Le avrete sentite anche voi, se solo seguite un po’ gli organi d’informazione, le voci allarmate di economisti e demografi: l’Italia ha disperatamente bisogno di un flusso annuale stabile di immigrati per sopperire al calo della popolazione autoctona. Dunque l’emergenza non è l’immigrazione. Chi sa fare i conti lo sa e il diciassettesimo rapporto dell’ente previdenziale INPS (2018) lo spiega bene: senza stranieri, azzerando le immigrazioni, secondo Eurostat (l’Ufficio statistico della Unione Europea) perderemmo, in una sola legislatura, 700mila persone con meno di 34 anni. E a quel punto il fardello che la popolazione in età lavorativa dovrebbe sostenere per pagare le pensioni di chi non lavora più diventerebbe insostenibile. Un problema rilevante per la nostra economia: l’improvviso dimezzamento dei flussi migratori attuali comporterebbe la “scomparsa” di una fetta di popolazione equivalente agli abitanti di Torino. L’Italia è il Paese più generoso d’Europa coi pensionati, dove un reddito pensionistico vale l’83% del salario medio, contro una media europea del 60%, vale a dire il 23% in più. Racconta il rapporto che questa generosità verso gli anziani costa un sacco di soldi ai giovani, visto che il loro prelievo contributivo aumenta per pagare quelle pensioni. Le previsioni sulla spesa, continua il rapporto INPS, indicano che «anche innalzando l’età del ritiro, ipotizzando aumenti del tasso di attività delle donne» – oggi più basso – e «incrementi plausibili e non scontati della produttività», per «mantenere il rapporto tra chi percepisce una pensione e chi lavora su livelli sostenibili è cruciale il numero di immigrati che lavoreranno nel nostro Paese». Più i contributi aumentano, più il lavoro costa, più l’occupazione si riduce; e più l’occupazione si riduce, più si scarica il costo del sistema pensionistico su una popolazione lavorativa sempre più piccola; insomma, scarichiamo sempre più su di loro (i lavoratori più giovani) e sulle loro tasse tutti i costi di un welfare a misura di anziani.

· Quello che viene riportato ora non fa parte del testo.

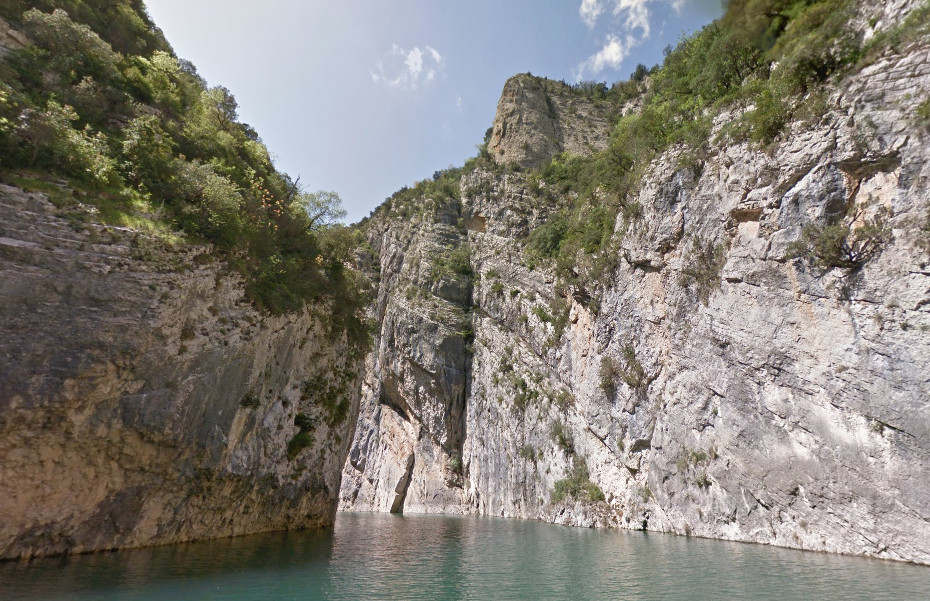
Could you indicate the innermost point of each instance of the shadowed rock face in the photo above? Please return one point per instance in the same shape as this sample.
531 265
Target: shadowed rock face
537 119
790 407
144 401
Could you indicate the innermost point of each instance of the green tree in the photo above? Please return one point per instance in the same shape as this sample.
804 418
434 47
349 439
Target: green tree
323 208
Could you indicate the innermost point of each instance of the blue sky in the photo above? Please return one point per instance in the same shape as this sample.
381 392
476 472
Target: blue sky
366 96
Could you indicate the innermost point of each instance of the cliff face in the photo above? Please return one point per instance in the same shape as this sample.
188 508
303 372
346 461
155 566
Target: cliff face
144 401
721 388
537 119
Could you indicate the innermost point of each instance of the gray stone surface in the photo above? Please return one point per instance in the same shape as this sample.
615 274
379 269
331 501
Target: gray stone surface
539 118
793 408
144 401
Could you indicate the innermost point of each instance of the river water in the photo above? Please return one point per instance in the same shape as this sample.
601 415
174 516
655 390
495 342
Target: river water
373 556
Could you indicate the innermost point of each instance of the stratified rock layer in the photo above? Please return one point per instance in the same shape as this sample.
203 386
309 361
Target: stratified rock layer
144 401
787 407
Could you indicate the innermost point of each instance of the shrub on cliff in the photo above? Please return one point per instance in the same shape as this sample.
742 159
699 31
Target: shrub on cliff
847 244
577 485
99 100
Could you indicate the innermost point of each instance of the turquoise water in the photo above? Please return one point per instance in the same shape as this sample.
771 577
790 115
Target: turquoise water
372 556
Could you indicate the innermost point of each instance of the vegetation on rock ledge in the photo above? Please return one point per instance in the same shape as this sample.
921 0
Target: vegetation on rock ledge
99 113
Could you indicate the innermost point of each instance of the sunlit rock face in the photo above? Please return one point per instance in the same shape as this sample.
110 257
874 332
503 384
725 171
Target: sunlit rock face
774 403
144 401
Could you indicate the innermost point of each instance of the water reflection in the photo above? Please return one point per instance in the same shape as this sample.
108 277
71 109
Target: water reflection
370 556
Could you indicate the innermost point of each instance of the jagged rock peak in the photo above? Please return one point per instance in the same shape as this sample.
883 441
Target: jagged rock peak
538 118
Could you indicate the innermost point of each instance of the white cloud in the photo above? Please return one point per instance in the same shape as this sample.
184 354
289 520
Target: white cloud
407 69
610 55
629 26
414 62
590 10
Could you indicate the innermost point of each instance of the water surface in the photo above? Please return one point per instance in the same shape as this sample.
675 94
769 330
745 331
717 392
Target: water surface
373 556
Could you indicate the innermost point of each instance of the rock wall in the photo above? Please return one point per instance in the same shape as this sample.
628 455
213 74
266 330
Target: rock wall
773 404
539 118
144 401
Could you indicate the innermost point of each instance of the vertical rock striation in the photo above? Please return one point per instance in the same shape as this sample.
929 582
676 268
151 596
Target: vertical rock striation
716 386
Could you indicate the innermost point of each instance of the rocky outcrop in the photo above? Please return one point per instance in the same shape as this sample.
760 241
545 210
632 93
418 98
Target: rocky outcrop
713 385
10 38
540 118
142 398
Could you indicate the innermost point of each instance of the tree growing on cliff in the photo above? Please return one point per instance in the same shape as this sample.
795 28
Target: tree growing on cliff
323 207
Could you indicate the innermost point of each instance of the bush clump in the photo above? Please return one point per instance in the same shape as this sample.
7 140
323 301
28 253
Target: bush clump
847 244
577 485
99 100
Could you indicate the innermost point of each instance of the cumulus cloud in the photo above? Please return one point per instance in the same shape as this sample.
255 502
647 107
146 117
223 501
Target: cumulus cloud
590 10
629 22
610 55
407 69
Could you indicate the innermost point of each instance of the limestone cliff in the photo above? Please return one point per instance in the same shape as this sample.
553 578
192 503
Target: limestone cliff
143 400
718 387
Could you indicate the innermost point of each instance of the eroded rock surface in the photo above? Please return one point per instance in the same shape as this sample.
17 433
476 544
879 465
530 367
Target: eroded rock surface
778 404
144 401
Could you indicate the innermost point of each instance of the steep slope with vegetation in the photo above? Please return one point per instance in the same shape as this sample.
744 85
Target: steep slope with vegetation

INPS racconta sulle migrazioni anche un’altra cosa importantissima che gli economisti sostengono da anni: c’è una forte domanda di lavoro immigrato in Italia, una domanda che, in assenza di una via legale all’immigrazione economica, finisce per essere coperta dagli immigrati irregolari, molto spesso pagati in nero senza alcuna tutela. In sintesi, si può dunque concludere che, per ridurre l’immigrazione clandestina e lo sbarco di richiedenti asilo, l’Italia ha bisogno di aumentare l’immigrazione regolare.

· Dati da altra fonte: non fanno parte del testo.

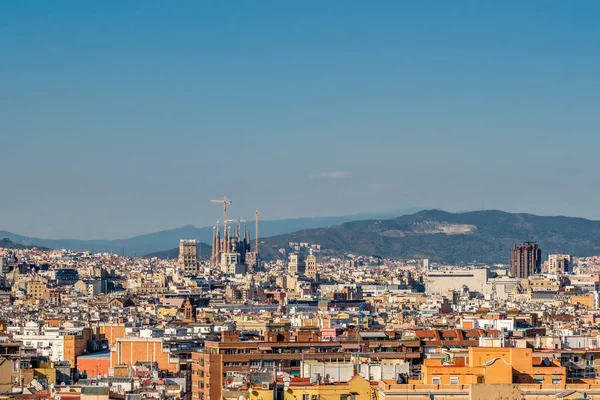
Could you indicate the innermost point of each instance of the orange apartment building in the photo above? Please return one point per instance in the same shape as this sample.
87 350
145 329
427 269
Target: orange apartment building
220 361
111 331
493 365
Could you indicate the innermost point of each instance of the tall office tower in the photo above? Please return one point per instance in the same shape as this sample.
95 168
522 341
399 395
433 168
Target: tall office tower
559 264
311 267
296 265
188 259
525 260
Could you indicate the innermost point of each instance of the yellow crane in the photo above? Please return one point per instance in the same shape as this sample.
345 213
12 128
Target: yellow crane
223 201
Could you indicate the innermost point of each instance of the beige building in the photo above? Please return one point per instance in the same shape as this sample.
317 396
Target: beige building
440 282
188 258
37 289
312 271
559 264
296 265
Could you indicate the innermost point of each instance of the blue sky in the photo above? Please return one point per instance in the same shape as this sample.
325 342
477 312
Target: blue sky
124 117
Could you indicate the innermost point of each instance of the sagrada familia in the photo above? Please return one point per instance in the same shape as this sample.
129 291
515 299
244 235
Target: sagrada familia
232 251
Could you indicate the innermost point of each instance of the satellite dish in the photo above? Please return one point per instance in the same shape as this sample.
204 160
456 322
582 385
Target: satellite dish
546 362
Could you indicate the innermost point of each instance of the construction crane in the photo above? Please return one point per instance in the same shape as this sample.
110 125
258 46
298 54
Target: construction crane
256 214
238 221
223 201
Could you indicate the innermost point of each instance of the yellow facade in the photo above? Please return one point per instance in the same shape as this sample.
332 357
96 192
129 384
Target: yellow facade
163 312
356 388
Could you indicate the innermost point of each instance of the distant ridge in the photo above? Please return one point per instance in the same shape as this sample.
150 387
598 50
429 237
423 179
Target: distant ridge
169 239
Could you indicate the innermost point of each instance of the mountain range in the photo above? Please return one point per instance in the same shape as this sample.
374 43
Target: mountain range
168 239
454 238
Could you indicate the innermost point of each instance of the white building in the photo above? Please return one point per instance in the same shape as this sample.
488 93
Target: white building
441 282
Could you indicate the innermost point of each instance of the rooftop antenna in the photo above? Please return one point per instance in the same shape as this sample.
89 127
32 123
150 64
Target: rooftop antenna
223 201
256 214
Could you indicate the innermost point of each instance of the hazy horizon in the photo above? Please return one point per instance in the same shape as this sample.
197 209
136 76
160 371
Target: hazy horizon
124 118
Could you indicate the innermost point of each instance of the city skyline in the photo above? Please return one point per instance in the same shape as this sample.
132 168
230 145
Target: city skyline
123 119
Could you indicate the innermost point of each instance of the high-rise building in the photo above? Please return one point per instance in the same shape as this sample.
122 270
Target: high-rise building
188 259
525 260
559 264
312 271
296 265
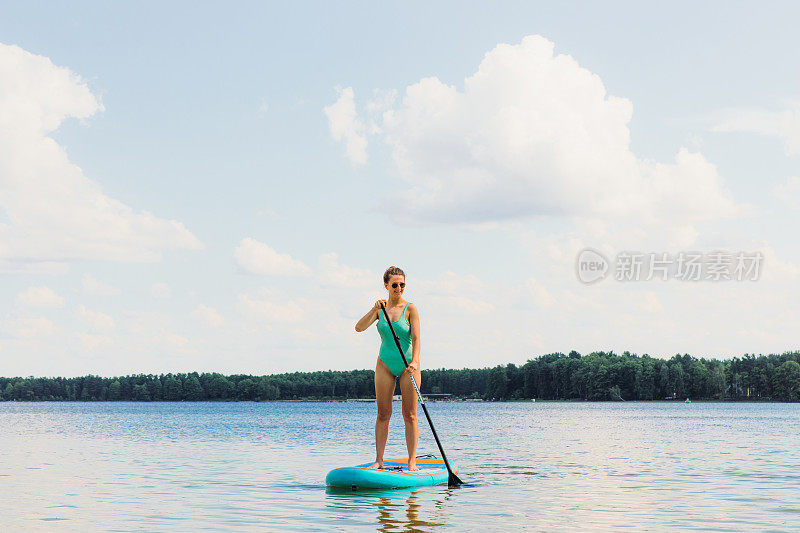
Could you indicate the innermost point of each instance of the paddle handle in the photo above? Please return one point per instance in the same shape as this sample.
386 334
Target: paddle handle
419 395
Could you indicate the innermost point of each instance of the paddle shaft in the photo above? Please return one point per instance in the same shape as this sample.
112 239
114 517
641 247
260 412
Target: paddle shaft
453 479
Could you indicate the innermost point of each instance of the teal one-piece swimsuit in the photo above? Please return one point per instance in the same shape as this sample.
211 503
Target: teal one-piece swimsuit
389 353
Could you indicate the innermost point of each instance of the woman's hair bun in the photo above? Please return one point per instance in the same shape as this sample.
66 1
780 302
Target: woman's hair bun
392 271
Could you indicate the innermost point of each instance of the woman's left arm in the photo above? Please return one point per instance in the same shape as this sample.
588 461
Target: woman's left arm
413 319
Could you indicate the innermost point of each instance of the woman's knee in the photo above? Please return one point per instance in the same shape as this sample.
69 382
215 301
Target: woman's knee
384 414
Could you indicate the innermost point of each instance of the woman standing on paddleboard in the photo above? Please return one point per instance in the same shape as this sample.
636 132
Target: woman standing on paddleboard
390 366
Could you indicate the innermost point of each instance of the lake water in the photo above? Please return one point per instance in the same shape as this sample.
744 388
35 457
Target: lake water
535 466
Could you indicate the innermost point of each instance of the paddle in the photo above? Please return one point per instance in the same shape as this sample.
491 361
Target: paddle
452 479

È VERO CHE I SOLDI PER L’ACCOGLIENZA CE LI DÀ L’EUROPA?

Come per altre spese straordinarie (per esempio quelle per i terremoti dell’Italia centrale del 2016), i 5 miliardi di euro previsti per l’accoglienza non vengono conteggiati nel computo del debito e del disavanzo pubblico, i due criteri da rispettare per non violare i trattati comunitari. In sostanza, quando si parla dei 5 miliardi di euro, non c’è un reale trasferimento di risorse dall’Europa all’Italia per accogliere i migranti, a parte i contributi esplicitati nel Def. Dunque, se è vero che il contributo diretto europeo è molto limitato in rapporto al totale, è anche vero che l’Italia non conteggia le spese per i migranti nel computo del debito e del disavanzo pubblico, perché l’Unione Europea le riconosce come straordinarie.